Highly Arc-Transitive Digraphs

Vertex primitive case

Question

Is there an upper bound on $s$ for vertex-primitive $s$-arc-transitive digraphs that are not directed cycles?

By O’Nan-Scott-Praeger theorem, there are eight types of finite primitive groups. For four of the eight types, a quasiprimitive group of that type has a normal regular subgroup. Praeger showed that if $\Gamma$ is a $(G,2)$-arc-transitive digraph and $G$ has a normal subgroup that acts regularly on $V$, then $\Gamma$ is a directed cycle. Thus it remains consider the four remaining types: AS, SD, CD and PA. Giudici and Xia showed that groups of type SD, CD and PA do not have nontrivial $3$-arc-transitive digraphs. So the question is reduced to almost simple primitive groups.

Vertex imprimitive case

However, for imprimitive case, Praeger shows that there are infinitely many examples of a finite $k$-regular digraph with a group of automorphisms acting transitively on $s$-arcs (but not on $(s+1)$-arcs).

Let $\Gamma$ be a digraph and $G=\mathrm{Aut}(\Gamma )$. Let $A$ be the set of arcs. If $(u,v)\in A$, then $u$ is an in-neighbor of $v$, and $v$ is an out-neighbor of $u$. The set of in-neighbors of a vertex $v$ of $\Gamma$ is denoted ${\Gamma }^{-}(v)$ and the set of out-neighbors is denoted ${\Gamma }^{+}(v)$.
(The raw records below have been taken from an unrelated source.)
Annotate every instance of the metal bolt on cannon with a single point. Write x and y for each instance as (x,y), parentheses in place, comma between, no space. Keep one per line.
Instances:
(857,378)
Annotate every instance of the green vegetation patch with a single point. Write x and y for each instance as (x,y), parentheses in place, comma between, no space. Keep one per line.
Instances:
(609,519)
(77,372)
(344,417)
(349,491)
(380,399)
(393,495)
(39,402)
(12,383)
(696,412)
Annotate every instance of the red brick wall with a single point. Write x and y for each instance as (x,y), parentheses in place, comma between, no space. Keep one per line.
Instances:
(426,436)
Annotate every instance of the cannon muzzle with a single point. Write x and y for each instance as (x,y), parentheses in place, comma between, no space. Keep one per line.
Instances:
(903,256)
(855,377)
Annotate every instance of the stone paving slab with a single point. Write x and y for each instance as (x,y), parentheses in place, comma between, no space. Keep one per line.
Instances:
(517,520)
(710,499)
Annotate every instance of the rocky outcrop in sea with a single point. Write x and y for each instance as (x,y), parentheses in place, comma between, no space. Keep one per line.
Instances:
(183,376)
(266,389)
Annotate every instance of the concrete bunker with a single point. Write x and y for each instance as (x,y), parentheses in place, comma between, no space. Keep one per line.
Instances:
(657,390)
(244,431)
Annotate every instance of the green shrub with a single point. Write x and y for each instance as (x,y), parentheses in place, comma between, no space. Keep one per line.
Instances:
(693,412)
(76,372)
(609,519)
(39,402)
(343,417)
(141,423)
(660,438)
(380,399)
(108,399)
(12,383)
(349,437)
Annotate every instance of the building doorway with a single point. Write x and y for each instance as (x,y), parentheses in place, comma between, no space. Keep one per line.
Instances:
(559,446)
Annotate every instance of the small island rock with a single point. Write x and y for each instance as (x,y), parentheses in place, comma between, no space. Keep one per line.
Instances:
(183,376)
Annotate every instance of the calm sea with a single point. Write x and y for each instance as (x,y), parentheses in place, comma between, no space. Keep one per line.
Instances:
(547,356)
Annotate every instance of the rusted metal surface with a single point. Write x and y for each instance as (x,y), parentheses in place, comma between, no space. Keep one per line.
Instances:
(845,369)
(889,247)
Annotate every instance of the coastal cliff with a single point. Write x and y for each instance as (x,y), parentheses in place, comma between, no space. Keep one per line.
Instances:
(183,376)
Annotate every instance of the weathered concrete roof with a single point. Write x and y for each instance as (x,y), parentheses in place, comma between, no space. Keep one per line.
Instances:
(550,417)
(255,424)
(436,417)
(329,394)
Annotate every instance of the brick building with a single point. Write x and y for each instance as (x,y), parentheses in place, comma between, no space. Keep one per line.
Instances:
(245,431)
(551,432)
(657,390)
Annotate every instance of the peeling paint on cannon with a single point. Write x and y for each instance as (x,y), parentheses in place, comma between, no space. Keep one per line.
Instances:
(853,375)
If $\Gamma$ is $G$-vertex-transitive, then the in-local action of $(\Gamma ,G)$ is the permutation group induced by the vertex-stabilizer $G_v$ on ${\Gamma }^{-}(v)$. The out-local action is defined analogously.

Definition

We say that two permutation groups $L_{+}$ and $L_{-}$ are compatible if there exists a finite $G$-vertex-transitive digraph $\Gamma$ such that $(\Gamma ,G)$ has in-local action $L_{-}$ and out-local action $L_{+}$.

In fact, ^shmliq and ^rkwv8u are equivalent, see section 3.

subconstituents

Let $G$ be a transitive permutation group on a set $V$, let $u,v\in V$ and let $A$ be the orbit of $(u,v)$ under $G$. The set $A$ is an orbital of $G$ and the digraph $\Gamma$ with vertex set $V$ and $\mathrm{arc}$ set $A$ is called an orbital digraph.

Clearly, $\Gamma$ is both $G$-vertex-transitive and $G$-arctransitive. The in- and out-local actions of $(\Gamma ,G)$ are called paired subconstituents of $G$ (with respect to $A$).

Problem: determine which pairs of permutation groups can arise as paired subconstituents of a finite permutation group.

Ding’s work

Definition

We say that two groups $L_1$ and $L_2$ are compatible if there exists a group $G$ with isomorphic normal subgroups $N_1$ and $N_2$ such that $L_1\cong G/N_1$ and $L_2\cong G/N_2$.

Theorem

Compatible groups with no abelian composition factors have compatible normal series.